Comenzó el recital con una dedicatoria a dos miembros de nuestra coral, y los dos por motivos totalmente diversos: el primero se trataba de una hospitalización; la segunda porque cumplía los años.


Siempre con Inés presente en nuestros corazones, la primera canción que cantamos fue: “Señor, me cansa la vida”. Una canción musicada de un poema de Antonio Machado por Juan Alfonso García con motivo del centenario del poeta. Pertenece a unos versos que Antonio, en 1913, envía a Unamuno, lleno de dolor por la muerte de su esposa Leonor.


Señor, ya me arrancaste lo que más quería.

Oye otra vez, Dios mío, mi corazón clamar.

Tu voluntad se hizo, Señor, contra la mía.

Señor, ya estamos solos mi corazón y el mar.


Con el recuerdo del salmo 129, dimos entrada al segundo de nuestros cantos, “Oremos a Dios, nuestro Señor” y a las increíbles manos de Sara Ibáñez –siempre dispuesta a acompañarnos con el piano—y, a continuación, afrontar la tercera interpretación, un pequeño bombón que, a mi juicio, se tiene que escuchar varias veces para degustar y apreciar su sabor: “O bone Jesu”, de Giovanni Pierluigi Palestrina, el gran compositor del Renacimiento, y en la que implora a Dios “que nos salve porque nos redimió con su preciosa sangre”.
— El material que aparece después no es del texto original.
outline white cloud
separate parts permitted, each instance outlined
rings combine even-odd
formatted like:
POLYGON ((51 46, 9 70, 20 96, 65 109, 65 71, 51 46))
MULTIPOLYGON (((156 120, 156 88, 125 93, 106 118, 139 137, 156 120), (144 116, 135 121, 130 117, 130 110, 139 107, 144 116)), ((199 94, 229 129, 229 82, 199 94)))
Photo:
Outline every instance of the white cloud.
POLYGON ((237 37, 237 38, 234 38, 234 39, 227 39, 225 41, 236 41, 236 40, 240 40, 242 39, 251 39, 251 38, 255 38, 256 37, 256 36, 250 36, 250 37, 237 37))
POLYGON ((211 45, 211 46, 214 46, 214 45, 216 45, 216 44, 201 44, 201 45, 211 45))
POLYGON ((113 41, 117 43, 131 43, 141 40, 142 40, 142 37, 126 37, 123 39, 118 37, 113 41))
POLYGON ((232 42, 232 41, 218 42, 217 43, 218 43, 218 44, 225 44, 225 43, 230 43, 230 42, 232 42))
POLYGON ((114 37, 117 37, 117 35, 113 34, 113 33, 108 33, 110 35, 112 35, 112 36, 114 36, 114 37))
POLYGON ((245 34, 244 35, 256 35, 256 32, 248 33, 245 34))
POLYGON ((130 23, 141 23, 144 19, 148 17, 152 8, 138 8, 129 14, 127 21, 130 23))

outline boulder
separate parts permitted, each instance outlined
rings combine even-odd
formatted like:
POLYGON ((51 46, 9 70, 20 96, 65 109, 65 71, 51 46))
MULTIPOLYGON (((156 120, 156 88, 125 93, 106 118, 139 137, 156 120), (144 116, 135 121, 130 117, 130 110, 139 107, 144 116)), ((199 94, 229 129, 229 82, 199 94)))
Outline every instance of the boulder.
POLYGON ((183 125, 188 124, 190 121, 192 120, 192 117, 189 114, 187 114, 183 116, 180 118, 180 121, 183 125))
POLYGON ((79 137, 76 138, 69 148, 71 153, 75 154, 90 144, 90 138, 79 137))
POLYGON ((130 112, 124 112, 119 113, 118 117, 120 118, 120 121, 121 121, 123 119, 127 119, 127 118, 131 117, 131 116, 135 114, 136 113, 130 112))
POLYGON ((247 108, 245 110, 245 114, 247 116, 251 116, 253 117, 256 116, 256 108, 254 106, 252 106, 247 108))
También hubo un hermoso momento para la fuerza y la delicadeza de “S’nami bog”, canción compuesta por Pavel Tchesnokov y que constituye una interesante muestra del canto religioso ortodoxo ruso, aunque está escrita el búlgaro antiguo, y cuya letra proclama: “Dios está con nosotros.  Oíd esto, gentes de todas las lenguas: Dios está con nosotros”.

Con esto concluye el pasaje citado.